El doctor Fovel carraspeó antes de continuar, forzando su voz a la baja.

—… Pero no quiero hablarte de ángeles. En lo que me gustaría que te fijaras es en las dos protagonistas femeninas de La Perla. Además del episodio del embarazo de Isabel, Lucas sólo menciona a esa mujer en otra ocasión: cuando visita a María estando ambas embarazadas. Rafael representó ese momento en otro gran cuadro de este museo[6]. En esa obra, Isabel aparece con el mismo turbante y el mismo rostro que un año más tarde el maestro utilizará en La Perla. Aunque lo que de verdad desconcierta es que Rafael se atreviera a imaginar y pintar un encuentro posterior, con ambos niños ya nacidos, y del que no existe ni una sola línea que lo justifique en todo el Nuevo Testamento.

—¿Está usted seguro de eso?

—Completamente, hijo. La única visita que describe Lucas se produjo cuando ambas mujeres estaban encintas. No después. El evangelista, además, proporciona algunos detalles curiosos para subrayar esa circunstancia, como que el futuro san Juan dio un salto en el vientre de su madre al escuchar la voz de la Virgen[7]. Por tanto… —el hombre tomó aire, haciendo una pausa que me pareció teatral—, que las dos se reuniesen con los niños ya nacidos para verlos jugar procede, por fuerza, de alguna fuente extrabíblica. De un apócrifo o de algún otro texto que le resultaba digno de admiración.

—¿Y si Rafael se inventó esta escena y ya está?

—Lo que tú llamas inventar —me corrigió al punto— nunca estuvo en la mentalidad de aquella época, Javier. Entonces, la inventio equivalía a descubrir. Siempre se refería a algo real, que existía. Por eso el divino Rafael trabajaba siempre por encargo y bajo supervisión. Tenía fama de pintor culto, de los que dedicaban mucho tiempo a contextualizar cada una de sus composiciones. Es decir: se remitía a lo que había. Y como gran lector que fue, conocía disciplinas tan dispares como la arqueología, la teología o la filosofía, y gustaba de tomar sus referencias de fuentes literarias veraces.

La Visitación. Escuela de Rafael (1517). Museo del Prado, Madrid.

—Entonces, si acepto ese criterio, esta tabla bebe de una fuente oculta. Esconde un mensaje que difiere de la ortodoxia.

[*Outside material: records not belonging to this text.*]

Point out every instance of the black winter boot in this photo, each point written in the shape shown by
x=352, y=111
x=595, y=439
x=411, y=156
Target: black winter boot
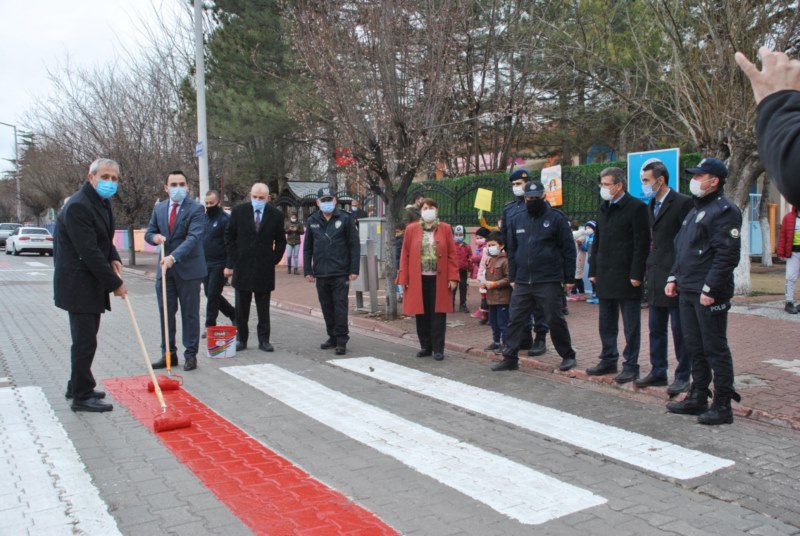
x=695, y=403
x=720, y=411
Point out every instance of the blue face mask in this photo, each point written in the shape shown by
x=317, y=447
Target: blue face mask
x=177, y=193
x=106, y=189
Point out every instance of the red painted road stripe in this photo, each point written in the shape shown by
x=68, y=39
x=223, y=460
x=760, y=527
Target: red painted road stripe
x=266, y=491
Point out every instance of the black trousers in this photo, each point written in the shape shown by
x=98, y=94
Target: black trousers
x=525, y=299
x=705, y=334
x=216, y=302
x=243, y=299
x=333, y=300
x=83, y=327
x=431, y=325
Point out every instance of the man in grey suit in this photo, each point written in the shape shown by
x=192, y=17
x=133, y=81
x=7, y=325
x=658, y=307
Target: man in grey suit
x=178, y=222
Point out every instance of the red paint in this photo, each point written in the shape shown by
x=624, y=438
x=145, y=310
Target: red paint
x=264, y=490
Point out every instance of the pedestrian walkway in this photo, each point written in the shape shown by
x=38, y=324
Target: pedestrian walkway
x=761, y=336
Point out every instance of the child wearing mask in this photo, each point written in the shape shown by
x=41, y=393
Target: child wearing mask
x=464, y=262
x=497, y=288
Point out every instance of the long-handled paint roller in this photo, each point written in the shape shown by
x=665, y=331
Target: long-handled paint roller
x=162, y=422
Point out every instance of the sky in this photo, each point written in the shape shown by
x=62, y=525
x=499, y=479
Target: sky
x=37, y=35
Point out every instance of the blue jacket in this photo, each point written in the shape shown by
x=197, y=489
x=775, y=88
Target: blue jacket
x=541, y=249
x=185, y=243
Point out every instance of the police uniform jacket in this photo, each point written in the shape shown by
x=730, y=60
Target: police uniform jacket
x=620, y=248
x=214, y=239
x=778, y=133
x=707, y=247
x=83, y=251
x=331, y=247
x=664, y=228
x=541, y=248
x=253, y=254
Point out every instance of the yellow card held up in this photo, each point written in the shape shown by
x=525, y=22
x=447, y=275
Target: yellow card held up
x=483, y=199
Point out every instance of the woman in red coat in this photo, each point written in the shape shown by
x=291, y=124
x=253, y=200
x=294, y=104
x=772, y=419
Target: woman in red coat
x=789, y=249
x=428, y=273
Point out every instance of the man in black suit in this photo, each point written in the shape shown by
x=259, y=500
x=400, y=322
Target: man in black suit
x=256, y=241
x=87, y=269
x=667, y=210
x=179, y=222
x=616, y=269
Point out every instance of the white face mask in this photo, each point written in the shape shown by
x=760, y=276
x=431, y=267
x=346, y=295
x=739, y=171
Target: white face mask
x=428, y=215
x=695, y=188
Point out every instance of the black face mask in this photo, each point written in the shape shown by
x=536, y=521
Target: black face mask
x=535, y=206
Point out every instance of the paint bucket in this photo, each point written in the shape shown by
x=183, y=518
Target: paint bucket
x=221, y=341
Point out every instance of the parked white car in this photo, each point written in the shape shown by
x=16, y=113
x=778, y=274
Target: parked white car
x=30, y=239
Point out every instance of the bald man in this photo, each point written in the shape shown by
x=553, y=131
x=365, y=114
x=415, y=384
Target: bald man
x=255, y=240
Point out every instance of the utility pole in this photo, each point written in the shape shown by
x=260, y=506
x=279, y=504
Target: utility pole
x=201, y=149
x=16, y=170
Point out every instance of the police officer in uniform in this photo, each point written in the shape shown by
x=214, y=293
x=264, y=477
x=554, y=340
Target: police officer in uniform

—¡Exacto! —El maestro reaccionó con entusiasmo. Su tono quebró por un momento la paz de la sala. Al instante, uno de los bedeles se asomó con un libro en la mano, nos echó un vistazo con gesto de desaprobación y se perdió museo adentro, seguramente molesto por haber perdido el hilo de la lectura—. ¿Sabes? Vivimos tiempos en los que los mensajes del arte parecen no importarle ya a nadie. Nos han hecho creer que lo único que interesa de éste es su aspecto formal, estético, los pigmentos o las técnicas empleadas, e incluso la biografía o las circunstancias personales del artista. Todo antes que preguntarnos por la razón exacta que llevó a la ejecución de una obra como ésta. Desde esa visión materialista del arte, prestar atención al mensaje equivale a adentrarse en lo especulativo, en lo inmaterial. Pero no es así. En realidad, es centrarse en el lado espiritual de la pintura, en su quintaesencia. Sin embargo…

—¿Sí?

—Sin embargo, para acceder a ella hay que contemplarla con mirada humilde. A fin de cuentas, lo milagroso (y este arte, como te explicaré, lo es) sólo resulta plenamente accesible a las mentes sencillas. Los que se empecinan en llenar su cabeza de datos y verdades grandilocuentes olvidan lo fundamental: que este arte funciona sólo cuando maravilla.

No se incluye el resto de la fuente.